America’s music tastes, as with its politics, actually swing wildly by region, with coastal areas tuning into entirely different artists and genres than rural states, where the bulk of white population resides, and urban cities, which are usually more multicultural and racially diverse. A set of map illustrations this week made by the New York Times (paywall) using YouTube viewership data puts the differences in stark definition.

Pop majesty Beyoncé, who is the highest-earning musician in the world, isn’t the symbol of blessed national unity that many Americans think she is. But neither is Maroon 5, or Ariana Grande, or Adele, or any of the radio-friendly stars that might intuitively seem to have nationwide appeal.

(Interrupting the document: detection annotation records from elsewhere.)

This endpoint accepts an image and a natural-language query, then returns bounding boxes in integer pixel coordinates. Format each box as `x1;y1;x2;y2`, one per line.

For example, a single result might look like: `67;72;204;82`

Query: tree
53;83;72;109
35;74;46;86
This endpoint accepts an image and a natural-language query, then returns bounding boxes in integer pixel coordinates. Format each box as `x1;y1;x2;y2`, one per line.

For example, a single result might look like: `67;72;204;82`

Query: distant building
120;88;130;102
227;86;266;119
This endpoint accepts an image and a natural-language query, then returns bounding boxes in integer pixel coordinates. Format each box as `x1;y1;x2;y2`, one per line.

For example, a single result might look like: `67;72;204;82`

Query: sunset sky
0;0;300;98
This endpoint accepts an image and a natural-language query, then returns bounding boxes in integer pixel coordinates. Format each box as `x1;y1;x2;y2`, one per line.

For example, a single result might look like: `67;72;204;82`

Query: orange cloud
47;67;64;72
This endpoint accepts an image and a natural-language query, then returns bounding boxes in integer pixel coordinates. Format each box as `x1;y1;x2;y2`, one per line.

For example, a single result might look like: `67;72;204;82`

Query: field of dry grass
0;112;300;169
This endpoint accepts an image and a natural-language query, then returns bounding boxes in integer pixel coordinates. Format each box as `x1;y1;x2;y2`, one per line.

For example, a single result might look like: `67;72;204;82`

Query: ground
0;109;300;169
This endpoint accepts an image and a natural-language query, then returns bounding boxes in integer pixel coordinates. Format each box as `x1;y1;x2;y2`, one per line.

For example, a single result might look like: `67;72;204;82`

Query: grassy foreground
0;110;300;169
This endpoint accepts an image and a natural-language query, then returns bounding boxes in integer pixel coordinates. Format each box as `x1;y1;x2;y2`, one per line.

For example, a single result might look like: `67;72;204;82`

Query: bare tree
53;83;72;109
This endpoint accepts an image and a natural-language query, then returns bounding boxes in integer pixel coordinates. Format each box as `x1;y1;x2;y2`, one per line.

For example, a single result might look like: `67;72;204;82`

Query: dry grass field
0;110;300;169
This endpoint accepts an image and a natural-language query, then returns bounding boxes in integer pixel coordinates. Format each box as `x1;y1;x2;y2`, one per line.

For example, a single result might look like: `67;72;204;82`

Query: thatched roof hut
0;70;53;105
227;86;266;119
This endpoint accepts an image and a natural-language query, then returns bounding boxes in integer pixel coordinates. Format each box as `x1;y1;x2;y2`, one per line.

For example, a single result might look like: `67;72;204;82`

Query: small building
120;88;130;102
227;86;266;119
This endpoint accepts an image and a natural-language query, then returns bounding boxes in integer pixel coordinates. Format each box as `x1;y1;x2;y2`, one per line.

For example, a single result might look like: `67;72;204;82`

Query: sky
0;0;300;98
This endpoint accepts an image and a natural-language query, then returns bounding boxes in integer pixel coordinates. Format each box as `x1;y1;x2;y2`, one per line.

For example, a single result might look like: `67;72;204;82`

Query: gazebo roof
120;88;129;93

Per the Times’ maps, there are no artists among the 50 most watched musicians on YouTube that have managed to capture an even distribution of Americans—their star power, rather, comes from dense regional pockets of interest.

We see the split even within specific genres—such as rap, which is now by one measure bigger than rock: Eminem’s most loyal followers are deep in the Great Plains, for instance, while Migos has a dedicated base in the South. Selena Gomez is a decidedly West Coast phenomenon. Rural listeners in Montana prefer white musicians like Eminem and Imagine Dragons. Christian-influenced rock band Twenty One Pilots sees a spike in popularity in the religious circles of Utah.

Justin Bieber is played the most in Las Vegas, which touts a devoted electronic dance music scene. His least popular areas—no surprise here—are states like Alabama and Mississippi.

Looking at America’s music preferences, then, is actually a good way of discerning its cultural splinters. And all this is just more evidence that figuring out the world’s biggest pop star really depends on who you ask.